Конуринъ взглянулъ на Везувій, улыбнулся, лукаво подмигнулъ глазомъ и сказалъ:
— Дымишься, голубчикъ? Дыми, дыми, а ужъ насъ теперь на тебя и калачомъ не заманишь.
— Ну, чего ты опасался ѣхать на Капри? Посмотри какая тишина на морѣ. Ничто не шелохнетъ, обратилась Глафира Семеновна къ мужу.
— Я не за себя, а за тебя. Самъ я разъ ѣхалъ изъ Петербурга въ Сермаксы по Ладожскому озеру, такъ такую бурю выдержалъ на пароходѣ, что страсть — и ничего, ни въ одномъ глазѣ… А съ дамскимъ поломъ, почти съ каждой было происшествіе. И визжали-то онѣ, и стонали, и капитана ругали.
Лодка съ двумя гребцами доставила ихъ отъ пристани на пароходъ. Пароходъ былъ грязненькій, старой конструкціи, колесный. Пассажировъ въ первомъ классѣ было не много и опять рѣзко бросались въ глаза англичане и англичанки въ своихъ курьезныхъ костюмахъ. Подымавшійся вмѣстѣ съ ними на Везувій англичанинъ въ клѣтчатомъ шотландскомъ пиджакѣ и шапочкѣ съ лентами на затылкѣ былъ тутъ-же. Онъ попрежнему былъ увѣшанъ баулами, перекинутыми на ремняхъ черезъ плечо, барометромъ, биноклемъ, фляжкой и уже записывалъ что-то въ записную книжку. Англичанки были съ путеводителемъ Бедекера въ красныхъ переплетахъ и внимательно просматривали ихъ. Одинъ изъ англичанъ съ длинными бѣлокурыми бакенбардами чуть не до пояса ѣлъ уже кровавый бифштексъ съ англійскими пикулями въ горчичномъ соусѣ и запивалъ все это портвейномъ. Около него на блюдѣ лежала цѣлая груда опорожненныхъ устричныхъ раковинъ и выжатые лимоны.
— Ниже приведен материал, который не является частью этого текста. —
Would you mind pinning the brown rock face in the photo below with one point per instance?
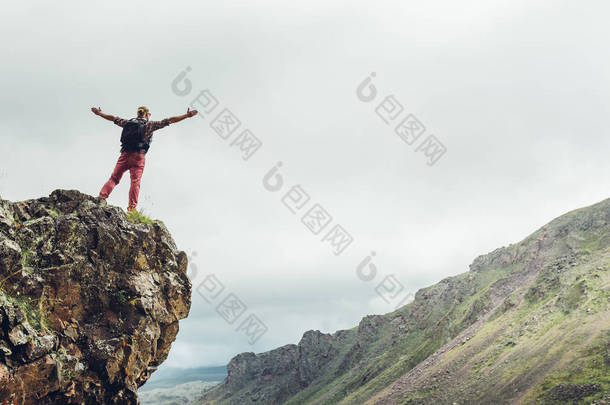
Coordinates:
(89, 301)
— Вотъ запасливый-то человѣкъ. Нѣтъ еще и девяти часовъ утра, а онъ уже завтракаетъ, кивнулъ на него Конуринъ
Прислуживающій въ буфетѣ мальчишка-итальянецъ, черномазый, курчавый и юркій, заслыша русскую рѣчь Ивановыхъ и Конурина, тотчасъ-же подскочилъ къ нимъ съ бутылкой и двумя рюмками и, скаля зубы, предложилъ:
— Рюссъ… Коньякъ?
— Ну, тя въ болото! Рано еще… махнулъ ему рукой Конуринъ и, обратясъ къ Николаю Ивановичу, прибавилъ: — Смотри-ка, какъ узнали, что русскіе идутъ — сейчасъ и съ коньякомъ лѣзутъ. Вѣдь вонъ англичанамъ коньякъ не предлагаютъ.
— Очень ужъ себя прославили русскіе заграницей коньяковымъ манерамъ, отвѣчала Глафира Семеновна.
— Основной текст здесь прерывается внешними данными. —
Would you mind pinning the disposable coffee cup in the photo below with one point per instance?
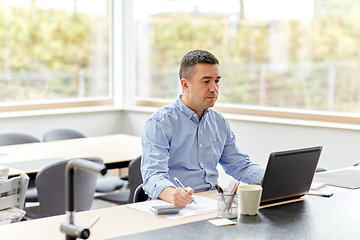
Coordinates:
(249, 199)
(227, 205)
— Въ морскомъ путешествіи это очень хорошо… Даже, можно сказать, необходимо… началъ было Николай Ивановичъ.
— Пожалуйста, пожалуйста не подговаривайтесь! Что это въ самомъ дѣлѣ! Отъ одного пьяницы только что вчера освободились, а ужъ другой появляется. Гдѣ это видано, чтобъ съ позаранку коньякъ пить! Пойдемте лучше на верхъ на палубу. Нечего здѣсь сидѣть въ каютѣ. Нужно видами любоваться. Сейчасъ будетъ третій звонокъ и пароходъ тронется въ путь.
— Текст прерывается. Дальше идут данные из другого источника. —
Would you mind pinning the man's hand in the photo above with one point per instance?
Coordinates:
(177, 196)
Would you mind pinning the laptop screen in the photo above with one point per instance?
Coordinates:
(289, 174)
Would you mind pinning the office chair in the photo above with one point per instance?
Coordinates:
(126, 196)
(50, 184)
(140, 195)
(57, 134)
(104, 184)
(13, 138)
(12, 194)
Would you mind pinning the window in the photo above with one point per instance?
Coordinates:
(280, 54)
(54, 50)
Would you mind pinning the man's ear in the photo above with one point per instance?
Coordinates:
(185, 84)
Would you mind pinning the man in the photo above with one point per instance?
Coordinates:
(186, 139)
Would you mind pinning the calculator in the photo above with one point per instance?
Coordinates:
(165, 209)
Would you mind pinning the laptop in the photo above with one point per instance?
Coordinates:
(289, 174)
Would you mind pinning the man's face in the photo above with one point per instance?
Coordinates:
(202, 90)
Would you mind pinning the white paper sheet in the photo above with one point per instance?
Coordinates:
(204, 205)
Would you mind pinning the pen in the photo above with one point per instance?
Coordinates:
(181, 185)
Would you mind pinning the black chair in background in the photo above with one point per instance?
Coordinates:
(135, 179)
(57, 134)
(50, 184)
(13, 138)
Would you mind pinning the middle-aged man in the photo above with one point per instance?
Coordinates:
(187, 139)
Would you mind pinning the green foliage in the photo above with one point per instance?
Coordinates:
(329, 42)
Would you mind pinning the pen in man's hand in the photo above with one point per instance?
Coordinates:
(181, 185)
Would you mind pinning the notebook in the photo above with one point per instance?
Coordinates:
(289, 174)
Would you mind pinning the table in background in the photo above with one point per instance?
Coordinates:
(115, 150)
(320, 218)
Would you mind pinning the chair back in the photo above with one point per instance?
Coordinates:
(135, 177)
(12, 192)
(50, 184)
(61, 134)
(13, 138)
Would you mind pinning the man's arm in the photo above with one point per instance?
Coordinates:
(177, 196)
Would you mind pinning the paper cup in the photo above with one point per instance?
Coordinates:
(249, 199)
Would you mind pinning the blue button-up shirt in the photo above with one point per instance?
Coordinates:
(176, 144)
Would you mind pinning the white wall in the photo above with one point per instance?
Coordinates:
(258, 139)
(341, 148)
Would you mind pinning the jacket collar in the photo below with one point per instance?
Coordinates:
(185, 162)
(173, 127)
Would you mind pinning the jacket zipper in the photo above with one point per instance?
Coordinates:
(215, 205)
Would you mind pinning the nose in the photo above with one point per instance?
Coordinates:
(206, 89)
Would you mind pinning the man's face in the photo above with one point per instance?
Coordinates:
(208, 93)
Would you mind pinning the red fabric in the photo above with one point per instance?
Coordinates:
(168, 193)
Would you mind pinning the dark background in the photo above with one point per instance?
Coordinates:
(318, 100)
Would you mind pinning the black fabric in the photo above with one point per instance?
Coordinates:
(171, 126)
Глафира Семеновна потащила мужчинъ на палубу. На палубѣ перваго класса шла торговля разными мѣстными бездѣлушками, были устроены цѣлыя лавки. Стояли витрины съ черепаховыми издѣліями въ видѣ гребенокъ, портсигаровъ, ножей для разрѣзанія книгъ, была витрина съ кораловыми издѣліями и раковинами, витрина съ мелкими подѣлками изъ пальмоваго дерева съ надписями "Sorento". Около витринъ вертѣлись продавцы и назойливо навязывали пассажирамъ товаръ.
— Батюшки! Да тутъ совсѣмъ гостиный дворъ!.. воскликнула Глафира Семеновна. — И какія все прелестныя вещички!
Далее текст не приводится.